I'm trying to create a cog for my Discord bot that scrapes Indeed and returns info on job postings (position, company, location, etc). My bot is hosted on Heroku, which is where the issues start. I've tested my web scraper by itself and when implemented as a cog for my Discord bot locally. It works both times. However, when I tried to deploy it on Heroku, the cog stopped working.
I read that this was because cloud-hosting services have blacklists or something for web scraping apps and functions. So I tried to use rq as suggested in this post: https://devcenter.heroku.com/articles/python-rq
I did all the steps, added an additional worker, a worker.py file, and installed the Redis To Go addon. However, when I try to use the following, I receive nothing back:
url = get_url(job_title, location)
response = requests.get(url)
soup = BeautifulSoup(response.text, "html.parser")

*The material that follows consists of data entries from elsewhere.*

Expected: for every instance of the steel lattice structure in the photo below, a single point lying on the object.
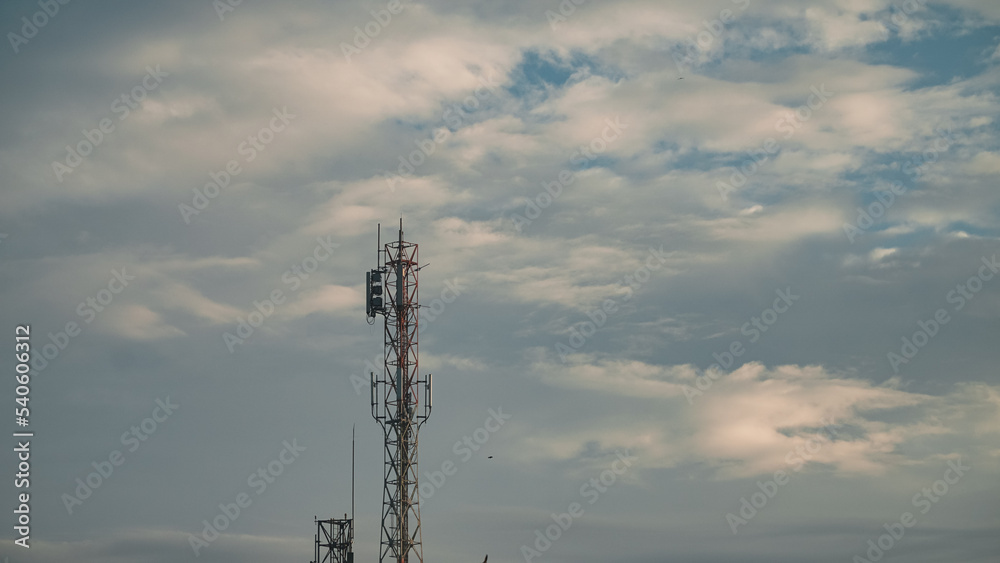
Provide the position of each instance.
(334, 538)
(395, 396)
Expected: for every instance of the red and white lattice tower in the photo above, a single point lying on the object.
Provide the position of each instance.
(396, 396)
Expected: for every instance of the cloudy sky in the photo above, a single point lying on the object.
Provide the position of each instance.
(747, 246)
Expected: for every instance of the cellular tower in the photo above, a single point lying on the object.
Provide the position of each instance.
(391, 291)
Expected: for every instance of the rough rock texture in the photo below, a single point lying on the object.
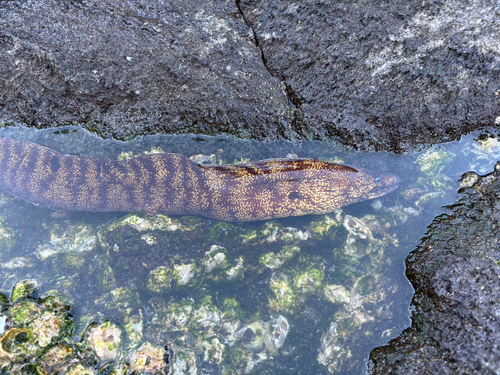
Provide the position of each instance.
(376, 75)
(456, 307)
(384, 75)
(127, 68)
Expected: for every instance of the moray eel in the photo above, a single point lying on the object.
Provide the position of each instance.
(172, 184)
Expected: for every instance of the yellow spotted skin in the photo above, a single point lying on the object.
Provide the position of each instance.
(174, 185)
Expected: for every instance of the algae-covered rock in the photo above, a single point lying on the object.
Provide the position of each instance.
(105, 340)
(66, 237)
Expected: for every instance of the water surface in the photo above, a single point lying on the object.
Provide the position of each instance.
(312, 294)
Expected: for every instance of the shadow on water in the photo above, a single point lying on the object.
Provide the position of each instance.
(312, 294)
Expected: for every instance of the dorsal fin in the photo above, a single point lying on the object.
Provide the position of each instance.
(268, 166)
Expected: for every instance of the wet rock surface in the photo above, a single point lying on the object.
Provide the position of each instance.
(375, 77)
(384, 75)
(129, 68)
(456, 275)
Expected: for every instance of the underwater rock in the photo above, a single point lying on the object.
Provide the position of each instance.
(456, 275)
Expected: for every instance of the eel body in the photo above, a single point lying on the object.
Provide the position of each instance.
(173, 184)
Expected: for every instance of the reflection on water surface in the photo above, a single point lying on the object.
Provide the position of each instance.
(311, 294)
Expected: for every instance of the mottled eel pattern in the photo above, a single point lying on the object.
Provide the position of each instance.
(173, 184)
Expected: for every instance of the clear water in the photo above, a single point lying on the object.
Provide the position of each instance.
(313, 294)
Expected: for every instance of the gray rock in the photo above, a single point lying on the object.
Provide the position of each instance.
(456, 307)
(384, 75)
(129, 68)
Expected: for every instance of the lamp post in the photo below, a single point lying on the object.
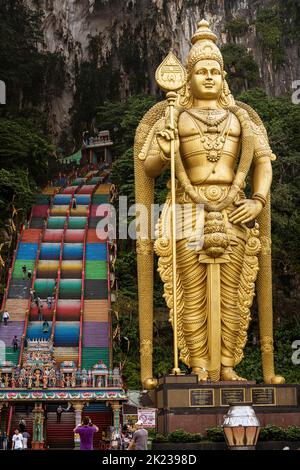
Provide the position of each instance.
(241, 427)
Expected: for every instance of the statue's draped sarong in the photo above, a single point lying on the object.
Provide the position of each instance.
(238, 270)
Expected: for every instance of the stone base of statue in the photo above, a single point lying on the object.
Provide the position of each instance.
(37, 445)
(185, 403)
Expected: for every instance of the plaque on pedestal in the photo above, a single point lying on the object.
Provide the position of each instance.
(263, 396)
(231, 395)
(202, 397)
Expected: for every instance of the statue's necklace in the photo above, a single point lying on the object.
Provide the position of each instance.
(213, 145)
(212, 118)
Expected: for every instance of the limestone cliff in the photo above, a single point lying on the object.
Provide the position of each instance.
(134, 35)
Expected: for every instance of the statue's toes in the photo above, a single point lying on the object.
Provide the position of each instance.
(277, 379)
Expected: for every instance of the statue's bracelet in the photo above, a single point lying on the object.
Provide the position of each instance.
(260, 197)
(164, 158)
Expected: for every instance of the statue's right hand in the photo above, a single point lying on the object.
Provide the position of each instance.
(164, 139)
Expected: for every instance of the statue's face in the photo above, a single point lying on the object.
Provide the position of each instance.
(207, 80)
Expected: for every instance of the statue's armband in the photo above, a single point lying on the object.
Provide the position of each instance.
(262, 147)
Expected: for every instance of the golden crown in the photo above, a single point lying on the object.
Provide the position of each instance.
(204, 46)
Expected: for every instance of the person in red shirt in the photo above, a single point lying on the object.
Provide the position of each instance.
(86, 432)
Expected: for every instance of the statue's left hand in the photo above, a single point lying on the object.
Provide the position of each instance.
(248, 210)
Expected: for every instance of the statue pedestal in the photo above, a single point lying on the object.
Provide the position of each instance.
(185, 403)
(37, 445)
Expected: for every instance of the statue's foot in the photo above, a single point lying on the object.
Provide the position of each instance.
(228, 374)
(201, 373)
(275, 379)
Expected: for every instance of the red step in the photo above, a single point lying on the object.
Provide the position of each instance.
(102, 419)
(31, 235)
(60, 435)
(16, 416)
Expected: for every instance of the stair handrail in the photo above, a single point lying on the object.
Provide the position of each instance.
(29, 299)
(9, 421)
(82, 285)
(10, 271)
(109, 303)
(59, 269)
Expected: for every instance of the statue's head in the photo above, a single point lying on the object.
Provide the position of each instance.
(206, 79)
(205, 67)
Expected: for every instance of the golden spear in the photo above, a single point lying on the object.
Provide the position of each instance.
(171, 76)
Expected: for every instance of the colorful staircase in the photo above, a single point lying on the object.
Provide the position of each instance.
(59, 435)
(69, 262)
(16, 295)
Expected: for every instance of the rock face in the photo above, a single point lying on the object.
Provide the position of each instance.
(138, 33)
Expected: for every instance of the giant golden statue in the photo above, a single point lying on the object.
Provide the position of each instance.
(217, 142)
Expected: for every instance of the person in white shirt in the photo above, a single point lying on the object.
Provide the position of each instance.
(26, 436)
(5, 317)
(17, 440)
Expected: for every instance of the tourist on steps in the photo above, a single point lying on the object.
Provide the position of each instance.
(86, 433)
(22, 425)
(17, 441)
(59, 411)
(24, 270)
(5, 317)
(26, 437)
(15, 343)
(139, 439)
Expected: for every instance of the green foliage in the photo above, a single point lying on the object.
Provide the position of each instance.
(14, 191)
(126, 342)
(273, 433)
(292, 433)
(31, 76)
(241, 67)
(183, 436)
(121, 118)
(160, 438)
(126, 273)
(284, 335)
(215, 434)
(22, 148)
(269, 29)
(282, 120)
(237, 26)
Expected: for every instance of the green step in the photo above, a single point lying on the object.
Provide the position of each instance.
(56, 222)
(95, 270)
(70, 288)
(17, 272)
(11, 355)
(90, 357)
(77, 222)
(78, 181)
(100, 198)
(44, 287)
(42, 199)
(94, 180)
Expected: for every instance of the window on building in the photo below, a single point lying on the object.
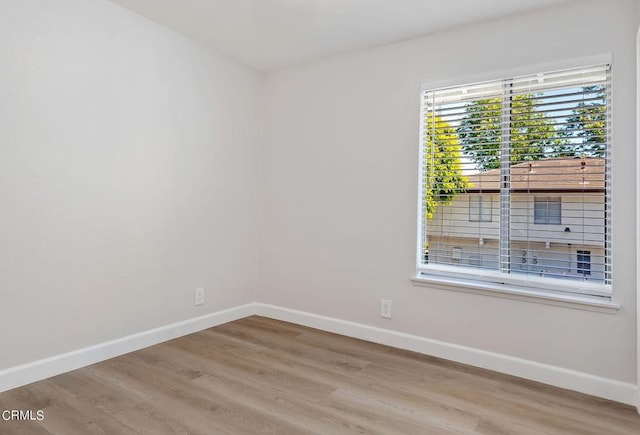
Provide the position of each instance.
(584, 262)
(547, 210)
(540, 146)
(480, 208)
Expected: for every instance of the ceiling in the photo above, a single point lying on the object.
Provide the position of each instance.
(272, 34)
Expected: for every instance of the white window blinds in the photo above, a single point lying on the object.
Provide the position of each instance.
(516, 180)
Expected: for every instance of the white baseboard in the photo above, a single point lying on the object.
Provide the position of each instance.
(545, 373)
(570, 379)
(35, 371)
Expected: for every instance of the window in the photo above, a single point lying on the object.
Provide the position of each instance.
(584, 262)
(479, 208)
(547, 210)
(538, 146)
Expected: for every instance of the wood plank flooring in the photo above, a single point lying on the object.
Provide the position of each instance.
(262, 376)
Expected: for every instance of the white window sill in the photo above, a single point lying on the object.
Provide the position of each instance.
(580, 302)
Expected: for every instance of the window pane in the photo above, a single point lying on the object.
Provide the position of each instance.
(516, 175)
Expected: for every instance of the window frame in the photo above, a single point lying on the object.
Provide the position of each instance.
(495, 282)
(483, 201)
(547, 201)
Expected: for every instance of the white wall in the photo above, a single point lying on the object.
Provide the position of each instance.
(340, 186)
(129, 161)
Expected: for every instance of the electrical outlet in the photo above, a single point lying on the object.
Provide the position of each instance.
(385, 308)
(198, 296)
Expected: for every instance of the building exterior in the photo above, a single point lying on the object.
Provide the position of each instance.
(556, 222)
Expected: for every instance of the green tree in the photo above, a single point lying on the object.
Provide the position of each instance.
(443, 156)
(586, 128)
(532, 135)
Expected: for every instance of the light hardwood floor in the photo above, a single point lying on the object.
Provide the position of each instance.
(258, 375)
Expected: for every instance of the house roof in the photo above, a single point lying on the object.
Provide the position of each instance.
(575, 174)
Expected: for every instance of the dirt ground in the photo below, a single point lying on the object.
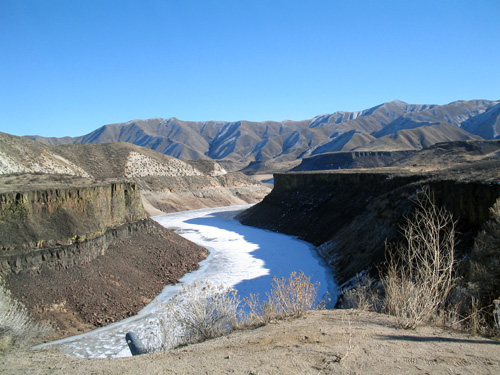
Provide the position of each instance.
(111, 287)
(323, 342)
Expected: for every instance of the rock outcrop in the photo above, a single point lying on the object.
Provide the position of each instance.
(42, 218)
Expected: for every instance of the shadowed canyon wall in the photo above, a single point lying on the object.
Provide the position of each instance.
(350, 215)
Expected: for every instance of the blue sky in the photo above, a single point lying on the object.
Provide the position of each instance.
(69, 67)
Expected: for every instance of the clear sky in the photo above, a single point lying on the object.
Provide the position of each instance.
(68, 67)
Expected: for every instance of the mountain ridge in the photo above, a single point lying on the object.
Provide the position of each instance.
(239, 143)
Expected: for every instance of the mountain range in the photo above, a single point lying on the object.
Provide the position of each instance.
(391, 126)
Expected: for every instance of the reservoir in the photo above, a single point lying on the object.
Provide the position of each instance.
(242, 257)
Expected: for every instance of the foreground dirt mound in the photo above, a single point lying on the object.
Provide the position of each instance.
(324, 342)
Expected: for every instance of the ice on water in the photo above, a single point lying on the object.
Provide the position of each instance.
(242, 257)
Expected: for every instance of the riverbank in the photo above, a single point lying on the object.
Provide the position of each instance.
(136, 266)
(324, 342)
(245, 258)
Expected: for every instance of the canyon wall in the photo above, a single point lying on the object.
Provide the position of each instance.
(350, 215)
(34, 221)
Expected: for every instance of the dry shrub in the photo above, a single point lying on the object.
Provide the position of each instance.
(419, 274)
(200, 312)
(290, 297)
(17, 330)
(365, 295)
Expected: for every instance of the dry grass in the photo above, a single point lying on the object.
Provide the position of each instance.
(419, 275)
(200, 312)
(290, 297)
(203, 311)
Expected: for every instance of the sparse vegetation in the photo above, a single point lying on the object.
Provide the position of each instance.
(365, 295)
(17, 330)
(203, 311)
(419, 275)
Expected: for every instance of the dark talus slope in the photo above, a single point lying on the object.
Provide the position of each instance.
(77, 292)
(75, 244)
(350, 215)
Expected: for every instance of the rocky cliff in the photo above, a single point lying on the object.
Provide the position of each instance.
(78, 254)
(47, 217)
(350, 215)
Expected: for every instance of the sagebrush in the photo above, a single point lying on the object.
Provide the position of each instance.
(419, 275)
(203, 311)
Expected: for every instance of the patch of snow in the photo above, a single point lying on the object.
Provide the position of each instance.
(245, 258)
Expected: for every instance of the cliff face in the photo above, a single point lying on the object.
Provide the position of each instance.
(42, 218)
(349, 216)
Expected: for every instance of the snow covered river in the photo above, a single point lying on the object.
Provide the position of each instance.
(242, 257)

# soup.find() returns None
I'm sure I just implemented something wrong, but can someone help me please? The full code is below:
import discord
from discord.ext import commands
import random
import requests
import time
from bs4 import BeautifulSoup
from rq import Queue
from worker import conn
ret = []
def get_url(position, location):
'''Generate url from position and location'''
template = 'https://www.indeed.com/jobs?q={}&l={}'
position = position.replace(" ", "+")
location = location.replace(" ", "+")
url = template.format(position, location)
return url
def get_jobs(job_title, location):
'''Max returned number of jobs is 15 per page.'''
global ret
url = get_url(job_title, location)
response = requests.get(url)
print(f"Responses: {response}")
### This returns <Response [200]>
soup = BeautifulSoup(response.text, "html.parser")
job_names = []
for job_name in soup.find_all("h2", class_="jobTitle"):
job_names.append(job_name.get_text())
### Each one just returns an empty list []
companies = []
for company in soup.find_all("span", class_="companyName"):
companies.append(company.get_text())
locations = []
for location in soup.find_all("div", class_="companyLocation"):
locations.append(location.get_text())
salaries = []
for salary in soup.find_all("div", class_="attribute_snippet"):
if salary.get_text().startswith("$"):
salaries.append(salary.get_text())
else:
salaries.append("Unknown")
links = []
for link in soup.find_all("a", class_=lambda value: value and value.startswith("tapItem fs-unmask result"), href=True):
link = link["href"]
link = "https://indeed.com" + link
links.append(link)
ret = [job_names, companies, locations, salaries, links]
print(ret)
### This returns [[], [], [], [], []]
class JobScraper(commands.Cog):
def __init__(self, client): # References whatever is passed through the client from discord
self.client = client
self.q = Queue(connection=conn)
@commands.command(aliases=["job", "find_job", "find_jobs", "get_job", "get_jobs"])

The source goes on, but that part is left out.